Maybe, but I’m not buying it. I still stand squarely behind the idea of Zionism. I stand for the notion that the Jews are a nation as deserving of their homeland as any other. I stand for recognizing that one of the overarching lessons of history is that whenever Jews have been in the minority, we have ultimately been denied equal rights (including, if less dramatically than in other places, here in America). I stand for the position that, but for imperialism and tyranny, the Jewish people would still be in control of the Land of Israel; we never voluntarily gave up that land or our claim to at least a share of it. And I stand for the proposition that whenever Jews have been granted some measure of autonomy, many have been able to accomplish great humanitarian feats. All of these principles suggest that we must continue passionately to support the existence of a Jewish state in the one and only one region where that state is feasible; namely, in the land of Zion. Besides, whether we do so or not, enough Jews will demand it that the anti-Zionists might as well deal with the “realities on the ground.”

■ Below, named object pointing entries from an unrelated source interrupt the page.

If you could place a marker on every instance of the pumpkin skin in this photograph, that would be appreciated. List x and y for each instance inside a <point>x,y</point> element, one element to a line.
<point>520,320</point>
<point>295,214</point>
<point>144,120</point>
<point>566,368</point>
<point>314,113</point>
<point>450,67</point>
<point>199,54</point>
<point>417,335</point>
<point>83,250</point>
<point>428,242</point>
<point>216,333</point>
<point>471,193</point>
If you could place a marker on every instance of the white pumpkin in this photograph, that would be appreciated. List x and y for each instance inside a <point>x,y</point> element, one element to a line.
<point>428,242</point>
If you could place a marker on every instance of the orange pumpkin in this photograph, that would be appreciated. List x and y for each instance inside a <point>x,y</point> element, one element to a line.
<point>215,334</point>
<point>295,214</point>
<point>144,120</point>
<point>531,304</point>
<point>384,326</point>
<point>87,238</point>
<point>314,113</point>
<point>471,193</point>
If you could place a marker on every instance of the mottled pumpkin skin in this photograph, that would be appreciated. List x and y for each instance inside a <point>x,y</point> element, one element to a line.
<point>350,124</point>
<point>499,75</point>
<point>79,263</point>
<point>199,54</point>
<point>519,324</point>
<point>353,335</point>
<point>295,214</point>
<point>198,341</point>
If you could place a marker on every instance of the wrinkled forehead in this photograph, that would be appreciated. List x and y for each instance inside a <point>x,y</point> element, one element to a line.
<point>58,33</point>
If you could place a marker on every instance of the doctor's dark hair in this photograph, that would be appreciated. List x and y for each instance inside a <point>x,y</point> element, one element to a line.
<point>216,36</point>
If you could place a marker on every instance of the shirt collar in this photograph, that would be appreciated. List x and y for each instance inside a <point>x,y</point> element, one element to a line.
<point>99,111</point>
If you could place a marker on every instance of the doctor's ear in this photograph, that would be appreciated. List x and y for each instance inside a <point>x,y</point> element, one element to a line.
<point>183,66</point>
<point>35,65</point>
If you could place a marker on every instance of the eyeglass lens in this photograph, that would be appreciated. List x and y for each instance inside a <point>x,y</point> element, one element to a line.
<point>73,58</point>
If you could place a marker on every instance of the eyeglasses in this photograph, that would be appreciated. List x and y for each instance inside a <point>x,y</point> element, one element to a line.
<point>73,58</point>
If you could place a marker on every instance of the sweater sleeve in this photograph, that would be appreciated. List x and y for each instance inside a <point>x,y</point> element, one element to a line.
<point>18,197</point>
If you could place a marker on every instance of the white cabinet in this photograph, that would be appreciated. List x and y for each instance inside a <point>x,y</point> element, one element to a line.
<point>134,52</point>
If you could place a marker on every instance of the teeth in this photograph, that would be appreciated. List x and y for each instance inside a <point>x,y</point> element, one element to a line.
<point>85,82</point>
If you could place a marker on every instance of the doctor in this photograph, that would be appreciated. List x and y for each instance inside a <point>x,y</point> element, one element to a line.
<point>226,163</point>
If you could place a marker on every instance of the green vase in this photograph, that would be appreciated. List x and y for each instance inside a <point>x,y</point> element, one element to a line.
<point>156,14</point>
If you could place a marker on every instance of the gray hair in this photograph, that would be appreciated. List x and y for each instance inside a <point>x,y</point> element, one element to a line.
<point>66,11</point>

I am happy to entertain arguments about the appropriate size of the Jewish state. I am happy to discuss the notion of sharing Jerusalem, even the holiest areas of Jerusalem. But when it comes to questioning the principle of Zionism itself … that, to me, is when I become like Fiddler on the Roof’s Tevya when he was asked to bless the marriage of his third daughter. Previously, we would see Tevya act like Hamlet. “On the one hand …” he used to say, “but on the other hand …” Yet when it came to the request of Chava to marry a gentile, Tevya thought about it and then shook his head, defiantly, before yelling “There is no other hand!”

If Hannah wants to marry a gentile, I will give her my blessing. But if she (or any other community leader) wants to stand up in front of scores of Jews and decry the principle of Zionism or the need for a Jewish state … I would credit her for courage, just not for judgment or wisdom.

So, this Jewish New Year, as you reflect on the Gaza War and its aftermath, please remember the cyclical nature of political changes within every democracy. This past year has been one where Israel has moved sharply to the right. But there will be a time when Israel is ripe for peace and compromise. And maybe that time could even come when a diplomatic genius like Obama is in the White House. I certainly haven’t given up on a Middle East Peace plan that would allow a viable Jewish state to exist alongside a viable Palestinian state. Don’t you give up either. In upcoming blog-posts, I’ll let you in on ways that we all can work together to make this holiest of dreams a reality.